It is not often that we witness the birth of such an explosive technology as SD-WAN. Governed by the foundational principles of software-defined networking, SD-WAN has burst onto the scene offering enterprises and service providers the ability to reimagine the way wide area networks have been constructed for the past two decades.
Whether you are an organization looking to simplify WAN management, an enterprise looking for a feature-rich WAN deployment, or a service provider looking for the ability to launch new service offerings, SD-WAN caters to a large variety of use cases.
Most conversations around SD-WAN adoption tend to focus on the four pillars of the solution: cloud-delivered architecture, comprehensive security, better application experience, and agile operations. The value of SD-WAN is very apparent, yet critical considerations regarding transitioning from traditional WAN architecture to SD-WAN get many times overlooked.
Cisco SD-WAN technology powered by Viptela creates an approach consisting of three main solution tiers as depicted by the following figure.
Figure: Cisco SD-WAN Solution Tiers
The most fundamental principle of Cisco SD-WAN is the principle of abstraction through constructing a transport-independent fabric across the physical transports, also known as the underlay. The power of abstraction allows rapid innovation in the overlay with no dependency on the individual physical transport characteristics. For example, services such as segmentation with multi-topology, quality of service, multicast, service insertion and so on can be offered irrespective of the underlying transport’s capabilities. This allows enterprises to strike a proper balance between using private SLA-bound MPLS circuits and public best-effort Internet, and at the same time it also creates opportunity for the service providers to diversify service offerings based on market demands.
Cisco SD-WAN fabric is governed by the principles of zero-trust security where all elements of the solution, be that the vManage management system, vSmart controllers, or the vEdge routers, mutually authenticate each other using certificate-based identities.

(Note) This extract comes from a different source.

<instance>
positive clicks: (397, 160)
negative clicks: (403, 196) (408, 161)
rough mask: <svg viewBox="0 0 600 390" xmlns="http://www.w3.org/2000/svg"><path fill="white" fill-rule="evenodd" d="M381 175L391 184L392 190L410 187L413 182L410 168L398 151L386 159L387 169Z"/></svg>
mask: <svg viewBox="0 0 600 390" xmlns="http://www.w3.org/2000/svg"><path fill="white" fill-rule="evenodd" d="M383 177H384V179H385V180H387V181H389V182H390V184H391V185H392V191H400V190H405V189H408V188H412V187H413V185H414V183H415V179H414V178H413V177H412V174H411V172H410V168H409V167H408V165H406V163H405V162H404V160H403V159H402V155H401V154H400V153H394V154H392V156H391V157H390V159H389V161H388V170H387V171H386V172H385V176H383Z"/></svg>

This approach safeguards the fabric from rogue elements and strictly enforces the white-listing model.
The ability to deliver better application experience starts with the ability to recognize applications flowing through the network. Cisco SD-WAN fabric is equipped with deep packet inspection (DPI) capabilities integrated into each and every vEdge router that participates in the fabric. Application traffic can be steered along the paths based on default active/active forwarding or based on administratively-defined SLAs thresholds. The latter behavior is called application-aware routing.
Transitioning to the cloud creates tectonic shifts in WAN architecture which historically catered to branch-to-branch and branch-to-data center type of communication. The use of hybrid transports consisting of both MPLS and Internet coupled with Cisco SD-WAN intelligence in regards to providing best performing direct Internet access (DIA) towards the popular SaaS applications such as Office365, Salesforce, SAP and so on allows enterprises to properly engineer cloud access for the optimal user experience. At the same time, local and regional secure perimeters delivered through distributed security at the branch, or regional security at the hubs, establish strong security posture for both on-premise communication and cloud application access.
Centralized management of the Cisco SD-WAN solution through the vManage tool creates an “easy button” for common administrative tasks performed against the fabric such as adding and removing vEdge routers, defining device configuration templates, defining application policies, performing software upgrades and so on. vManage also collects fabric-wide statistics in regards to application visibility and path performance, as well as the alarms and events generated by the fabric elements. Common troubleshooting steps can be performed straight from the vManage graphical user interface (GUI), while deep level troubleshooting can involve fully-featured command line interface (CLI) and Linux bash shell exposed on every single element of the fabric. Existing IT tools relying on Syslog, SNMP, and NetFlow Export are fully supported and can continue to operate with Cisco SD-WAN fabric.
Transitioning from existing WAN architecture into SD-WAN strongly depends on routing interaction between the two domains. Careful design of BGP and OSPF routing protocols ensures a smooth transition and eliminates routing loops associated with overlay and underlay protocol redistribution. Cisco SD-WAN offers mature routing protocol implementation backed by the vast operational experience.
The future of SD-WAN looks very bright and as always, Cisco is at the very front of this transformation.